Was it a coincidence that Ben Kindersley’s manuscript, and the conflagration in which her father had perished, were both from the same time, twenty years ago, just before she had been born? There was so much she didn’t yet know about these newly found parents of hers. She needed time, to come to grips with how she thought and felt about it all, to read that file of letters between Ainsley and William Carfax. She did not see how any of it could have any bearing on the death of her grandfather, or whether it would help to tell the police about that manuscript, but in one respect she felt bound to agree with the sergeant.
‘You’re right, there’s some mystery surrounding the fire. Nobody talks of it, nobody mentions it.
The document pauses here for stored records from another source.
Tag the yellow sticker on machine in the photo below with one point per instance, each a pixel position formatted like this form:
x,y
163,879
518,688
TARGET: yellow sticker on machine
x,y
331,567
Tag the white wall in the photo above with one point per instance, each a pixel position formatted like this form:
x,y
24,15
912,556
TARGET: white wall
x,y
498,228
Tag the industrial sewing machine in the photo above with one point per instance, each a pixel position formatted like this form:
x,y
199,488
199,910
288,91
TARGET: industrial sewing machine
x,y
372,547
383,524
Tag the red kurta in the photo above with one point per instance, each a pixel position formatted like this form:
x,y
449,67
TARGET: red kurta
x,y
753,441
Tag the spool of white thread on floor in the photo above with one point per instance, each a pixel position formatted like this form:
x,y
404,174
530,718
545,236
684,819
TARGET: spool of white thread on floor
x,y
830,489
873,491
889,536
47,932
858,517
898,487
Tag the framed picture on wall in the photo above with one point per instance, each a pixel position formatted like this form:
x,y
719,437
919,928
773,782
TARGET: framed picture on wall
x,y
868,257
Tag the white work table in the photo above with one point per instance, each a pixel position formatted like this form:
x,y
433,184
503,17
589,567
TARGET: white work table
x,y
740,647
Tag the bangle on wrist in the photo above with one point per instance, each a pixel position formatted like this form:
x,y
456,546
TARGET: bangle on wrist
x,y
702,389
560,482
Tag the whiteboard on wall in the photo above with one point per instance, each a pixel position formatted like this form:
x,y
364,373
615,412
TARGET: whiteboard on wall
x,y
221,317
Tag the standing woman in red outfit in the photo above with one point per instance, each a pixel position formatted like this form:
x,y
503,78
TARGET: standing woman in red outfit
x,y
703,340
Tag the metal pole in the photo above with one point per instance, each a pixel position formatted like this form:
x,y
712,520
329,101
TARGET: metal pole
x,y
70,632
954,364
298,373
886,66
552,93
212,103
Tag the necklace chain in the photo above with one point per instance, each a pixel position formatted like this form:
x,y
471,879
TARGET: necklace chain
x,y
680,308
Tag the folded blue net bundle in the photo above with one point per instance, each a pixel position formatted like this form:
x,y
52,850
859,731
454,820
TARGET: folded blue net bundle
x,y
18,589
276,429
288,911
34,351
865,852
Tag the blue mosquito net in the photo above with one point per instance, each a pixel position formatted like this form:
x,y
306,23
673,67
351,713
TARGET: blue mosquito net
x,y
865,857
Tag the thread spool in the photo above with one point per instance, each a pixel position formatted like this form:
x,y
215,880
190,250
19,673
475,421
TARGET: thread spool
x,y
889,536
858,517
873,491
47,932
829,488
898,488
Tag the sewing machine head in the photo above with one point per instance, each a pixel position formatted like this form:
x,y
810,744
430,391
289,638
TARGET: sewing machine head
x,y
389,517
Nobody ever mentions my father, Theo.’
‘It was a long time ago. People have short memories.’ Or don’t remember what they want to forget, he might have added. ‘Would it be too much to ask that if you should learn anything, you might let me know?’ he asked, as they parted.
She promised she would, and when he had left, she vowed to herself that she would search again through the few remaining shelves in the library she had not yet worked upon, in case there was something more that Ben Kindersley had left, something that might give an ending to that infuriatingly incomplete story, though it seemed unlikely that there would be anything more. She would, however, remove and keep the ribbon-tied roll from where she had returned it to its original place. She felt she had a right to do that. It was her mother’s story, part of her own story, what had brought her here.